Client-Side (Cookie) Tracking vs. Server-Side (Log File) Visitor Tracking

Prelude
I’m a wordy person. Email me about something I care about or have a conversation with me about most topics and you’ll find that out – perhaps to your dismay. Anyhow, this is what I’d like to do a bit more of… Use this blog to publish comments that I make in emails or other communications that may only be seen by one or a few people, and leverage that time I spend constructing those ideas by making them available here for my small but very valued readership 🙂

As such, I’m pasting some recent comments I made on a post on Jason Dowdell’s Marketing Shift blog post, entitled “Cookies vs Flash for Client Side Storage“.

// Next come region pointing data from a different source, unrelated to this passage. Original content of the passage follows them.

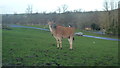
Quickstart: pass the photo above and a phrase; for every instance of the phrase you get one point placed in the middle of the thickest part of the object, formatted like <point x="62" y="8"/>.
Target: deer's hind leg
<point x="70" y="39"/>
<point x="60" y="40"/>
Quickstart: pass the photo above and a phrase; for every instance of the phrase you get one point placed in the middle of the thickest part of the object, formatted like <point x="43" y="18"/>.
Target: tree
<point x="64" y="8"/>
<point x="29" y="9"/>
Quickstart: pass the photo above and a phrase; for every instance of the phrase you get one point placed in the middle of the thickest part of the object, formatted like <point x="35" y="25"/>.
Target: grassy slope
<point x="31" y="47"/>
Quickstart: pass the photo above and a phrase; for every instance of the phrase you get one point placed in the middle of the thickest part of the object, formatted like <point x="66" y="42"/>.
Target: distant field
<point x="32" y="47"/>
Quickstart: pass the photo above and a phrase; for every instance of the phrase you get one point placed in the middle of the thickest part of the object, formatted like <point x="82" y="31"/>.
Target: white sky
<point x="19" y="6"/>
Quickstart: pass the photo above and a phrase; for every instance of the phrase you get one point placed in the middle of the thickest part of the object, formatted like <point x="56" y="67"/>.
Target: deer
<point x="60" y="32"/>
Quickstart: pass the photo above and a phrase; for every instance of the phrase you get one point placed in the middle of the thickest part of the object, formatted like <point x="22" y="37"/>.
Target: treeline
<point x="96" y="20"/>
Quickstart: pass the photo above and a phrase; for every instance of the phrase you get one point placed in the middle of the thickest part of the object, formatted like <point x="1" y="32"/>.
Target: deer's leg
<point x="57" y="40"/>
<point x="60" y="40"/>
<point x="70" y="41"/>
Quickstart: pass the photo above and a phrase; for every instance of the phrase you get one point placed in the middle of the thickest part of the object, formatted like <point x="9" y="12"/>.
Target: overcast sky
<point x="19" y="6"/>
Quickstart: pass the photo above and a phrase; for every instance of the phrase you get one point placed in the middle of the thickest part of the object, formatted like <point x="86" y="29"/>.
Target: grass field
<point x="32" y="47"/>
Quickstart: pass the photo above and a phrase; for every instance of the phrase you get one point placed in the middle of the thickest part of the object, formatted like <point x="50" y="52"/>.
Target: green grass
<point x="32" y="47"/>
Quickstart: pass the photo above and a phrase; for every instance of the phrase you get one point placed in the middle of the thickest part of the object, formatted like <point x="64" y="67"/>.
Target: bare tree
<point x="64" y="8"/>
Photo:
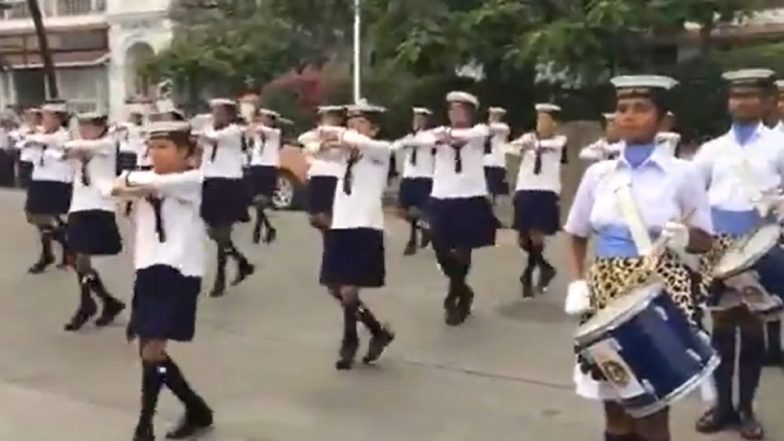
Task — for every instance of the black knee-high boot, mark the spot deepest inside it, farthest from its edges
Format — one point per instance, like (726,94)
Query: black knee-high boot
(350,341)
(87,307)
(198,415)
(151,389)
(773,353)
(111,306)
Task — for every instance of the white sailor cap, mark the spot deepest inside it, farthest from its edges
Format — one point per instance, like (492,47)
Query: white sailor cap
(547,108)
(331,109)
(165,129)
(55,107)
(269,112)
(749,77)
(227,102)
(462,97)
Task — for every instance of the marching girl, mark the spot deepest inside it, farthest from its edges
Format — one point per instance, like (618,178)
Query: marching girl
(354,244)
(417,182)
(537,196)
(170,264)
(49,193)
(225,193)
(92,229)
(264,163)
(495,153)
(620,204)
(604,148)
(462,218)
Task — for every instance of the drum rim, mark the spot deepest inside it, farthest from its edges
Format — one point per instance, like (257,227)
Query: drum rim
(584,336)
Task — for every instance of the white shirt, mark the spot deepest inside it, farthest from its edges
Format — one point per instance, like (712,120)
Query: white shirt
(497,156)
(549,176)
(101,172)
(322,163)
(48,160)
(225,158)
(735,174)
(363,207)
(448,182)
(266,151)
(185,246)
(419,155)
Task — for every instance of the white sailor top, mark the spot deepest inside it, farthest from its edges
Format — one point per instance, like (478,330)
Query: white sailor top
(359,193)
(322,163)
(419,155)
(169,227)
(48,156)
(459,172)
(495,148)
(93,179)
(266,147)
(540,166)
(224,158)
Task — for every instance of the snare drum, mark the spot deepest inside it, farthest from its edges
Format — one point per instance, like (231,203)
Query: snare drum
(647,350)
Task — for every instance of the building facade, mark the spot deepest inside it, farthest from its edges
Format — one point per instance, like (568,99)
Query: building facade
(97,47)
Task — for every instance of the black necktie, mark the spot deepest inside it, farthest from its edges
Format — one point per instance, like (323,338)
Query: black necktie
(156,204)
(348,177)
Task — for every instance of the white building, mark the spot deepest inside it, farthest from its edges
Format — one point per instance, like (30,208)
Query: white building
(97,46)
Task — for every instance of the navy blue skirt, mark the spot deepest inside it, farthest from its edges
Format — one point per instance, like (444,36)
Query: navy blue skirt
(353,257)
(537,210)
(496,180)
(93,232)
(462,223)
(224,201)
(263,180)
(48,197)
(415,192)
(164,304)
(321,194)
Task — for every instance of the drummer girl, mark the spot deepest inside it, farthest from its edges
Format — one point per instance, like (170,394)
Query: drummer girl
(664,199)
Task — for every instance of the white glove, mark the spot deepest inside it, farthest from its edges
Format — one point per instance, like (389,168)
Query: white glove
(578,298)
(676,234)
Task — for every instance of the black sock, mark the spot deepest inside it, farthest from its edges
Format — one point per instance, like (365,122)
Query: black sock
(751,357)
(152,382)
(724,342)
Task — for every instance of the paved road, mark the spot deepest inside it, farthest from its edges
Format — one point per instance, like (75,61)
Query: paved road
(263,355)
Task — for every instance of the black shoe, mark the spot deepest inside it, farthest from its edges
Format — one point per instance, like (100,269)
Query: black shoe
(348,350)
(197,419)
(144,433)
(244,270)
(378,343)
(81,316)
(111,309)
(410,249)
(546,276)
(41,265)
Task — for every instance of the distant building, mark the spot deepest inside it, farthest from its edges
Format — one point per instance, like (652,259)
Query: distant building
(97,47)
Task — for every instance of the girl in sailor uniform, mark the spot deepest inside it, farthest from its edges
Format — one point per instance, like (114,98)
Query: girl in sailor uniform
(92,229)
(49,193)
(225,199)
(537,197)
(667,199)
(324,170)
(417,182)
(264,163)
(495,153)
(462,218)
(354,244)
(170,260)
(604,148)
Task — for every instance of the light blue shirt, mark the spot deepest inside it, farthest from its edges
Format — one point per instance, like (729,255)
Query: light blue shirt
(664,188)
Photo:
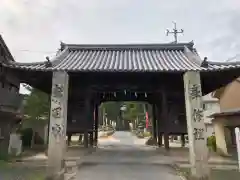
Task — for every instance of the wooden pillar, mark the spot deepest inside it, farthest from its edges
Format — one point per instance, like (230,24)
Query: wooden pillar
(164,107)
(58,124)
(183,140)
(159,120)
(196,128)
(91,125)
(69,136)
(96,118)
(154,122)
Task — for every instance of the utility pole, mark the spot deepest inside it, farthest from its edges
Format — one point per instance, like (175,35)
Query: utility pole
(175,32)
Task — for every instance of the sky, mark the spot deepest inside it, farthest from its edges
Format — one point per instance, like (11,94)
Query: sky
(34,29)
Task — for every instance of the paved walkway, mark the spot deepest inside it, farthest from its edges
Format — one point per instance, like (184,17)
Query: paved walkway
(124,157)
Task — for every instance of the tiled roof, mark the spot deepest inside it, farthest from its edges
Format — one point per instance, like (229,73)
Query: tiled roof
(179,57)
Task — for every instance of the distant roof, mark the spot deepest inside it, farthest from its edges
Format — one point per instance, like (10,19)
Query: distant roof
(169,57)
(230,112)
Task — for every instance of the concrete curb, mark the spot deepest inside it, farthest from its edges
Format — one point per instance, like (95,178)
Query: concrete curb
(181,174)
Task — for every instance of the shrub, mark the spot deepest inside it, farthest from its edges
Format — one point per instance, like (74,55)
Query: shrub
(26,137)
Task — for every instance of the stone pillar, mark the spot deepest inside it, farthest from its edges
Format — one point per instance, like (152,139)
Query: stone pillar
(96,119)
(198,150)
(85,137)
(220,138)
(165,119)
(58,124)
(182,140)
(166,141)
(154,122)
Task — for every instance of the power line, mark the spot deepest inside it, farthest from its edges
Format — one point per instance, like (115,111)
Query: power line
(175,32)
(32,51)
(233,58)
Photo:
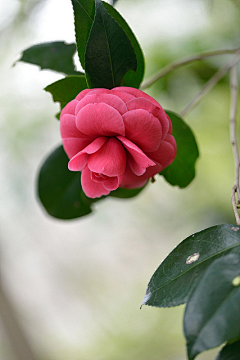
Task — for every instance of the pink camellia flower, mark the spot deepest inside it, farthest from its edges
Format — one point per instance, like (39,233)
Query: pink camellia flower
(116,138)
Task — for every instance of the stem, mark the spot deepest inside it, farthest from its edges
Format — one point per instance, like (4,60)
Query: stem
(233,137)
(210,84)
(176,64)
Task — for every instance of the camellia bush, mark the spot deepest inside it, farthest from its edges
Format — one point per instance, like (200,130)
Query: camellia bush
(116,139)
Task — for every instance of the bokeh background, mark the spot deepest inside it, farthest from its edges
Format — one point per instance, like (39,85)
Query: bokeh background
(76,287)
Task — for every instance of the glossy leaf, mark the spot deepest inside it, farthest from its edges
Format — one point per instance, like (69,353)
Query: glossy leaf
(212,314)
(230,352)
(132,78)
(56,56)
(182,171)
(83,18)
(109,53)
(66,89)
(125,193)
(59,189)
(175,279)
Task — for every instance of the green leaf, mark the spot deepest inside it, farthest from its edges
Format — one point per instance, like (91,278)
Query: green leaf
(56,56)
(83,18)
(212,314)
(126,193)
(59,189)
(67,89)
(131,78)
(109,53)
(182,171)
(175,279)
(230,352)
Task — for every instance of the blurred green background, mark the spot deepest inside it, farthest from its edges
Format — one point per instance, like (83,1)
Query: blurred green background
(76,287)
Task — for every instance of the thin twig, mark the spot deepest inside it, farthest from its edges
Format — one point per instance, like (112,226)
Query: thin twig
(210,84)
(179,63)
(233,137)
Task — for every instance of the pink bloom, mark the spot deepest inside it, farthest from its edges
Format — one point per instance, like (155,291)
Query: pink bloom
(116,138)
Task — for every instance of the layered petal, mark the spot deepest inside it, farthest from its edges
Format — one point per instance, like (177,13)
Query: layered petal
(110,160)
(156,111)
(109,99)
(143,129)
(136,93)
(92,188)
(132,181)
(73,140)
(79,161)
(137,160)
(166,152)
(100,119)
(69,108)
(83,93)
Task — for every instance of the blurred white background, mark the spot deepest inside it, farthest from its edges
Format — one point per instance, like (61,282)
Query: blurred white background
(77,286)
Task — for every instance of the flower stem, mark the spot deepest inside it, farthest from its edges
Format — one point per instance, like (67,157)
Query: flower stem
(179,63)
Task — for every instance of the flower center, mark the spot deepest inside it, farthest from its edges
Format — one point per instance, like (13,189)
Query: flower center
(99,177)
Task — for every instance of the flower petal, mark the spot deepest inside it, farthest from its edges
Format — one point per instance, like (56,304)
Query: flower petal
(166,152)
(111,183)
(137,160)
(143,129)
(73,140)
(132,181)
(83,93)
(109,99)
(79,161)
(136,93)
(156,110)
(110,160)
(69,108)
(91,188)
(100,119)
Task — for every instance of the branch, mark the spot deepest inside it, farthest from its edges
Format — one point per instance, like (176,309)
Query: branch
(233,137)
(211,83)
(179,63)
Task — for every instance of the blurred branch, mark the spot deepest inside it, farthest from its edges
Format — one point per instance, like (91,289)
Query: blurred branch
(211,83)
(179,63)
(18,339)
(233,137)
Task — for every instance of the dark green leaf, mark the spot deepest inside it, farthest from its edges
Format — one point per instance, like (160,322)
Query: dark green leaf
(60,189)
(230,352)
(56,56)
(174,280)
(212,314)
(109,53)
(67,89)
(125,193)
(83,18)
(182,171)
(132,78)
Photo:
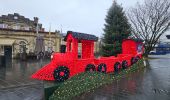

Cookies vs. Server Logs in Tracking

I agree with Eric’s comment. In fact, I’ve seen even greater than a 25% difference in the few large-sample-size cases I’ve studied. More like 30-45% in some instances when comparing a basic log file record versus cookie-based client side tracking.

I just switched over one site last week that gets between 6,000 and 12,000 unique visitors per day, depending upon which method you go by. The difference really was that big, which surprised me – right about a 45% lower figure with the cookies vs. the log files only. When I looked at the log files I could indeed account for maybe 20-40% of that difference as search engine bots and spiders, but couldn’t really figure out the rest.

In using the same two measurements on another fairly large site about 6 months ago I noticed a 35-40% difference – that much lower with the cookie tracking. I also used the cookie tracking to measure actual sales, (which is a metric we actually know for sure, for benchmark purposes) and it was only off by 3-4%.

Thus, its my experience that cookie methods (client side data collection) might be off in their accuracy from the “real” number of visitors by maybe 5% or so (understating totals), but log-file only (in my case I’m using this to me logs compiled from requests to the server, not client side data) methods seem to overstate traffic by as much at 40% in some cases. That’s almost too high to be even moderately meaningful!